MGPs and Insurance Coverage: New and Old Historical Sources Working Together
This poster presentation examines MGP research strategies and the value of a range of new — and perhaps unexpected — MGP-related historical source material. These new sources, when combined with conventional document sets, provide litigators with an important toolset in determining if insurance claims for legacy environmental liabilities associated with former MGP sites should be honored or disputed in legal forums.
Utility company environmental and legal managers as well as insurance industry adjusters have long known that earlier insurance policies lacking pollution exclusion language could generally be invoked to cover legacy liabilities, if the MGPs were operated in a non-negligent manner consistent with standard waste disposal practices at the time. Contaminant releases caused by industrial accidents and clear “acts of god,” including floods and fires, might also be “trigger events” for coverage, if MGP superintendents did not cause or worsen such events. Yet MGP activities over time such as tar “disposal” are often complex, involving byproduct recovery and decommissioning and requiring careful research in order to establish what practices were followed and which events, if any, might legitimately trigger coverage.

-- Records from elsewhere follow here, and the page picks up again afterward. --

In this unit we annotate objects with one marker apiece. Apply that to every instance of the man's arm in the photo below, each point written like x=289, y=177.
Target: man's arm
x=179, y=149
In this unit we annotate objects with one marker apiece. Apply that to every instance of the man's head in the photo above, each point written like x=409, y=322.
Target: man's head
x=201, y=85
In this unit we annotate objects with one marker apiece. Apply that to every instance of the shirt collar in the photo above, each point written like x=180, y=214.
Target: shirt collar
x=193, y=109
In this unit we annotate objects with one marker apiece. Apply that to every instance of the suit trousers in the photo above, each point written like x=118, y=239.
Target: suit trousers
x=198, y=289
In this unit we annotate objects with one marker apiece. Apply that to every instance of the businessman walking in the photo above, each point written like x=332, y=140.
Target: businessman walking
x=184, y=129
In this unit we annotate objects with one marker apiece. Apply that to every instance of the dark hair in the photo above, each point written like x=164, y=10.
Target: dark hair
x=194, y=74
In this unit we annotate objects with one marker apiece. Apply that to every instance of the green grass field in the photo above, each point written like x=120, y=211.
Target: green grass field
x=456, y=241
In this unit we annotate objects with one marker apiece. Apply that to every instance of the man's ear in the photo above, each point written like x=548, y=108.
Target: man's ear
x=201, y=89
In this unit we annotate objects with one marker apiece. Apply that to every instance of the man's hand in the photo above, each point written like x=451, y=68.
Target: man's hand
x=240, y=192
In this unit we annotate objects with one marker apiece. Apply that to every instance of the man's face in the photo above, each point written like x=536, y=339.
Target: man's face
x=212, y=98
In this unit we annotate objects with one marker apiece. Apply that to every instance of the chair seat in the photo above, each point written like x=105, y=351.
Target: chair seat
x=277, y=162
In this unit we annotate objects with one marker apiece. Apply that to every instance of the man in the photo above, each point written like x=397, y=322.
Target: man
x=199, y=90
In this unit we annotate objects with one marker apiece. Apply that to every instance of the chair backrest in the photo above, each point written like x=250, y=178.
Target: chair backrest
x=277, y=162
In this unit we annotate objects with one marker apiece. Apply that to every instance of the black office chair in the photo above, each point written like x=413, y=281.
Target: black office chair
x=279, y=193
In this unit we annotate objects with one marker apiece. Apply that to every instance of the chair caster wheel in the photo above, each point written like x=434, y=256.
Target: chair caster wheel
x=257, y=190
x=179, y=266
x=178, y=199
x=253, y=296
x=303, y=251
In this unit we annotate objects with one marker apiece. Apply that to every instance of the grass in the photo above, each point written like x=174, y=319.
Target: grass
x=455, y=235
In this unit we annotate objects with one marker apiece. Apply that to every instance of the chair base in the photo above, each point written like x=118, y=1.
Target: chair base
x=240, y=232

As professional historians with a core specialty in MGP research, we have seen the array of sources and techniques which can shed light on these questions significantly evolve over the past two decades. The poster depicts this evolution and describes the value of these new resources to MGP professionals. Although older documents such as industry handbooks and annual MGP returns remain critical for these investigations, new, and significantly underutilized document sets provide further data points for MGP investigation. These include online searchable newspapers and 19th and 20th century trade literature; environmental reports on MGP decommissioning and early remediation; corporate memos and interviews with key company executives; and cultural resource reports and studies often documenting once-extant structures.